Business Council of Australia

Today the Senate missed an opportunity to save the enterprise bargaining system in a betrayal of Australian workers, Business Council chief executive Jennifer Westacott said.

“By failing to make these important changes to the workplace relations system, particularly the EBA system, Australia has been condemned to the slow lane and Australian workers condemned to lower wages,” Ms Westacott said.

“The reforms were very modest, but they would have revitalised the EBA system, which now faces a slow and painful death.

“This is the system that pays workers more.

“The number of new enterprise agreements has fallen 63 per cent since 2008. This is a disaster because on average, workers on EBAs are $100 better off a day than those on awards.

“It beggars belief that the Labor Party, which established the EBA system during the Hawke/Keating era, have walked away from Australian workers.

“The union movement has also let its members down because they know the current system doesn’t work for modern workers and it doesn’t work for modern businesses.

“One positive has been the agreement on a proper definition of casual workers creating more certainty for workers and their employers.
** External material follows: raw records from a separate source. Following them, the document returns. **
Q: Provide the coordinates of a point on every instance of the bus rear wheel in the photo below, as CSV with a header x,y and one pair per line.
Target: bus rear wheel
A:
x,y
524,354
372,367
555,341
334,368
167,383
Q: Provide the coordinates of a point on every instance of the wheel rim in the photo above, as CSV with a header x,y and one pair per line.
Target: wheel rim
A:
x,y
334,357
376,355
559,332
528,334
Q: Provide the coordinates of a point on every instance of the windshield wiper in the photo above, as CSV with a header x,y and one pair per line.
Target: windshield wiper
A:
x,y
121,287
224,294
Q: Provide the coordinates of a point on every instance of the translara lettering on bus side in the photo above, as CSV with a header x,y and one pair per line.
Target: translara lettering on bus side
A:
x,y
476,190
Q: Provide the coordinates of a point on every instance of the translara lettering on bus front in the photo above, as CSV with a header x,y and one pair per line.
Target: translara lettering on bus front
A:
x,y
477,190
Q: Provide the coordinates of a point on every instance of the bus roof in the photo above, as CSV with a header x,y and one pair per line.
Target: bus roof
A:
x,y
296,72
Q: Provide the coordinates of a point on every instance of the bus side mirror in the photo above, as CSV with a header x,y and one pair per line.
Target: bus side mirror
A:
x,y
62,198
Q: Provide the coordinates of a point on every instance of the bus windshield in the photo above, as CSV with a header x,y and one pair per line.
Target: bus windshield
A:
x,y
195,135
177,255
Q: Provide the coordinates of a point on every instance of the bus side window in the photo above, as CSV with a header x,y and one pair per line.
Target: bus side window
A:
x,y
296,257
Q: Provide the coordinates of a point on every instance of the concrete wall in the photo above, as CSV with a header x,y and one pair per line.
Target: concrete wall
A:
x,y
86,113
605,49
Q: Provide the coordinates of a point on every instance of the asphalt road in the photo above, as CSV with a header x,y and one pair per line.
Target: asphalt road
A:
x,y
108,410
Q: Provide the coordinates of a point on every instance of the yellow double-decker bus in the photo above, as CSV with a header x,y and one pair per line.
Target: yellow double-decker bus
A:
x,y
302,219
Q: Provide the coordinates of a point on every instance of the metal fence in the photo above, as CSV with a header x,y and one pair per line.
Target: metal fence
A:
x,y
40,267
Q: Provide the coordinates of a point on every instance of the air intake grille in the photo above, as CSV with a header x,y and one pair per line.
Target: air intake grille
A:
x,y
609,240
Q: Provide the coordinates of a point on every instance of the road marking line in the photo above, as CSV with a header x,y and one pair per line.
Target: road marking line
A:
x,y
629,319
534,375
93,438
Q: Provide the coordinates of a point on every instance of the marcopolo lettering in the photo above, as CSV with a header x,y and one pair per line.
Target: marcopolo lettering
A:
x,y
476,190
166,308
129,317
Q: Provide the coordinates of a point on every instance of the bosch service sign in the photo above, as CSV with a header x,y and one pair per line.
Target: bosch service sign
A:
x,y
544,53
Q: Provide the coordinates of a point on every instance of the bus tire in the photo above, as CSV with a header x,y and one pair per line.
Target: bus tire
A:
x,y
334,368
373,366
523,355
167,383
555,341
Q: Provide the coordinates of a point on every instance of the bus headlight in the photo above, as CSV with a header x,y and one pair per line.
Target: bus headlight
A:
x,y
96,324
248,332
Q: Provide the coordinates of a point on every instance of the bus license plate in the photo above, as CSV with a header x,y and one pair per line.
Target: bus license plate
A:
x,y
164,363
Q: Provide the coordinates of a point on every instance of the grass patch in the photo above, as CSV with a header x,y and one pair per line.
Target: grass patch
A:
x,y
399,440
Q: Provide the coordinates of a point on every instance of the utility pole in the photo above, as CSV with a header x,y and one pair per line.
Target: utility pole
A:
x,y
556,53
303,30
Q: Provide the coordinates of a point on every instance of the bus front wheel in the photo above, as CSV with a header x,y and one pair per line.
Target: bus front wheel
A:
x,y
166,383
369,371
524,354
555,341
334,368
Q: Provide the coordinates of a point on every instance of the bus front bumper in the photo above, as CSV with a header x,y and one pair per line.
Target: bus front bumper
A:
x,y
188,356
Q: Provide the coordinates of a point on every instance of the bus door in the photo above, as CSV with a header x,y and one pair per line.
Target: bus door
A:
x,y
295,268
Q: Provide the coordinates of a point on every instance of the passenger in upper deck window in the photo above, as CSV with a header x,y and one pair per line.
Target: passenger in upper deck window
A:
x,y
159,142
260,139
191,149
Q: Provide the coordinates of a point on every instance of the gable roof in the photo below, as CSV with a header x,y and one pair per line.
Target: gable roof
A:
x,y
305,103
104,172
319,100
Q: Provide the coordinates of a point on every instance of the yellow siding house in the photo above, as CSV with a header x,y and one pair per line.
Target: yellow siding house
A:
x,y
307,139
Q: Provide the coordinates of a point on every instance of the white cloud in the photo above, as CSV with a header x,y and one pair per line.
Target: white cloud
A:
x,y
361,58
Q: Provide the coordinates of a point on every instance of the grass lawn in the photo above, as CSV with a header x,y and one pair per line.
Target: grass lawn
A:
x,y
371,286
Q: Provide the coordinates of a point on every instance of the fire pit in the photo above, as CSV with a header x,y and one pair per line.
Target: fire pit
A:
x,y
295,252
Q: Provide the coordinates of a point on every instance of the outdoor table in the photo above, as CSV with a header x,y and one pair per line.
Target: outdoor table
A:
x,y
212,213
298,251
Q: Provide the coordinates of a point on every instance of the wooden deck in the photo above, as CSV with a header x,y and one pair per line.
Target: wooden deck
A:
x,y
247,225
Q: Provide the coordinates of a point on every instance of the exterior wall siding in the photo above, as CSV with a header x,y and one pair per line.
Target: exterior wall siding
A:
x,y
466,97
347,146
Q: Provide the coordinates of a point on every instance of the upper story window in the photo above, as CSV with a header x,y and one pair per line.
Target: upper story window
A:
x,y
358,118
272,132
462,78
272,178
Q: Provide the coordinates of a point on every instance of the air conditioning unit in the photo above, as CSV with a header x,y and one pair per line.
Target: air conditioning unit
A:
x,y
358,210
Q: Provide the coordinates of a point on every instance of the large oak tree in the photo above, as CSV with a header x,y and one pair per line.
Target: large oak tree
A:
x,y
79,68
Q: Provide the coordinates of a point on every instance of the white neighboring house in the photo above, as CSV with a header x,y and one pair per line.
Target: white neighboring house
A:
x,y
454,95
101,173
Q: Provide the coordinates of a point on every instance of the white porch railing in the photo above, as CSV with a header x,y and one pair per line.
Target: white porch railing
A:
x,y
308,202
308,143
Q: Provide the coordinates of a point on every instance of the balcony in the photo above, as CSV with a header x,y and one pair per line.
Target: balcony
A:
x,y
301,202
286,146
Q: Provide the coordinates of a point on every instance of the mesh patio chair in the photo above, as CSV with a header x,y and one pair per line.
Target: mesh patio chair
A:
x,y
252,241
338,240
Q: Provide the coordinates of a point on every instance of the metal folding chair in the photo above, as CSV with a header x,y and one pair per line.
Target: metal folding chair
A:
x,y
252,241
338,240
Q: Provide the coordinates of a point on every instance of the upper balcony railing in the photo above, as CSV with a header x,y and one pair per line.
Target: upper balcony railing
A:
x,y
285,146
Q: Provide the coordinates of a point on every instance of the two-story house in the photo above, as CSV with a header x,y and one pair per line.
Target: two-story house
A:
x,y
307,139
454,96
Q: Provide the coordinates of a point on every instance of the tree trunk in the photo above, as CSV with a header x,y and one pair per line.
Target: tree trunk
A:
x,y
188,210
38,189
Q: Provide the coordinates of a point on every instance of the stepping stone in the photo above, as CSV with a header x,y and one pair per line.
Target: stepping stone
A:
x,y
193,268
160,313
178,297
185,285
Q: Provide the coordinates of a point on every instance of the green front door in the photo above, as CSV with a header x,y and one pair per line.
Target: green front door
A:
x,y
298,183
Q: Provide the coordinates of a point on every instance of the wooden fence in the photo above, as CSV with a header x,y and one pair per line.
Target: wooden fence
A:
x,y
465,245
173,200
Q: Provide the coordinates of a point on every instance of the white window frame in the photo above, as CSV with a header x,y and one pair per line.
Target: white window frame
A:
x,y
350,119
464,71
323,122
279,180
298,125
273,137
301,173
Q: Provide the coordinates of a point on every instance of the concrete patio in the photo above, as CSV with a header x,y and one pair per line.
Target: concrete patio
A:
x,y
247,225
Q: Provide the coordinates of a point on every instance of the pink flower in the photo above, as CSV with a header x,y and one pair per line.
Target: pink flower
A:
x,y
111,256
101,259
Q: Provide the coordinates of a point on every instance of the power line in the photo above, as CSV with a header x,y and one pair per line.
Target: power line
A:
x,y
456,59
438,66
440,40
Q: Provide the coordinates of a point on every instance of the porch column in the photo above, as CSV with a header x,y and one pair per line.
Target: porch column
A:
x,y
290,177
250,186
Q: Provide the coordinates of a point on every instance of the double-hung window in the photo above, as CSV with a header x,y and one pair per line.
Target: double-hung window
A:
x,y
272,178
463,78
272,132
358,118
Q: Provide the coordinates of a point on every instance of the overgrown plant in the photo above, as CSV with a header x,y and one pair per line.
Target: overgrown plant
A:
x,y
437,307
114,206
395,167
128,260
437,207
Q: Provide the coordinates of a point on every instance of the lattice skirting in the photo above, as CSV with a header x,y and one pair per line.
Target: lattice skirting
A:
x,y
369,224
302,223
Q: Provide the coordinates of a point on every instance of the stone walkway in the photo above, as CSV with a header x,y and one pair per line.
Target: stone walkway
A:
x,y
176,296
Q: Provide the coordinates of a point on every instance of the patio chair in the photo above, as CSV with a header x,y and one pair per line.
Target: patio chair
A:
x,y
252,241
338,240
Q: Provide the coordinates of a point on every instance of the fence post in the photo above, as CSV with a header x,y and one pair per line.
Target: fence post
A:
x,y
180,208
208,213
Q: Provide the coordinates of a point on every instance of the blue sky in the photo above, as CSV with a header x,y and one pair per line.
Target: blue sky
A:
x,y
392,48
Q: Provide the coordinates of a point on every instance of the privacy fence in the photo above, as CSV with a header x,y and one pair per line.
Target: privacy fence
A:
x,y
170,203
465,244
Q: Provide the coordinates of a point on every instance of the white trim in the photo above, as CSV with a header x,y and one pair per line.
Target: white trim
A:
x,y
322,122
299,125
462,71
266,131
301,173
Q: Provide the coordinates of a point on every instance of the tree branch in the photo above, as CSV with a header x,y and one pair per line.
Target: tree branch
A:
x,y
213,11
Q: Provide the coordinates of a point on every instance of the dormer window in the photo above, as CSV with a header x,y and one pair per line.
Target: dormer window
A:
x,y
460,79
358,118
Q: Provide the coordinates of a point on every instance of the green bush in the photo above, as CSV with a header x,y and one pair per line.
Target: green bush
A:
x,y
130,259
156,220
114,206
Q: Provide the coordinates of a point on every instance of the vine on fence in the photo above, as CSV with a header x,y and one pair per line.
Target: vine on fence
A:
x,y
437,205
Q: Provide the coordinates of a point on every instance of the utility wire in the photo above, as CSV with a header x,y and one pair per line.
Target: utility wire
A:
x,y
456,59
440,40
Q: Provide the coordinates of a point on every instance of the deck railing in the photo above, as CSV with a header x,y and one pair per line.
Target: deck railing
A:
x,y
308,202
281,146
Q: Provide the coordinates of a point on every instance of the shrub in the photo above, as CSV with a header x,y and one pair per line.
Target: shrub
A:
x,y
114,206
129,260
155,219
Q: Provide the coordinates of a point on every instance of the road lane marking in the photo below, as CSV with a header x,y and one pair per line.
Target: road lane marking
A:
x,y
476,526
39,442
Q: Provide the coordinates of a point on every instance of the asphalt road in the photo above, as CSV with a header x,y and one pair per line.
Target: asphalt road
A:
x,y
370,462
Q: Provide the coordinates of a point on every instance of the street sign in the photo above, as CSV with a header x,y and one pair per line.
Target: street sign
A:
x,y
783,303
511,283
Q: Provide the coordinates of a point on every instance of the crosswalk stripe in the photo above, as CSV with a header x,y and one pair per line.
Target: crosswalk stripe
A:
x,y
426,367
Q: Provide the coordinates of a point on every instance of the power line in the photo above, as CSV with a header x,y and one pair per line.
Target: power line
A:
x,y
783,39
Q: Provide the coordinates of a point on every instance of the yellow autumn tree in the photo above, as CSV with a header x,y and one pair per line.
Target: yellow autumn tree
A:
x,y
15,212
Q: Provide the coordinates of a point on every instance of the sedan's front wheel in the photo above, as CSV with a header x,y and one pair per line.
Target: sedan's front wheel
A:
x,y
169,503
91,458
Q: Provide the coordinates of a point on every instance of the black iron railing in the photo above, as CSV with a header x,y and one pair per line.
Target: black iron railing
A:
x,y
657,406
“But we had an opportunity in the Senate today to create a future that would have delivered more and higher paying jobs, new industries and greater opportunities.

“Fearing that others will campaign against you is not a good enough reason to fail to act in the national interest.

“We are now left with a system that means workers miss out on pay rises because it forces people to give up, walk away and fall back on lower paid awards.

“We thank the Government and One Nation for their efforts to get important reforms through and encourage them to continue pursing reforms to the EBA system.

“We also encourage them to pursue reforms in greenfields agreements so that Australia can attract the big projects and the jobs that come with it.

“Without change we’ll be left with a system that is complex, rigid and doesn’t reflect modern workers and a modern economy.”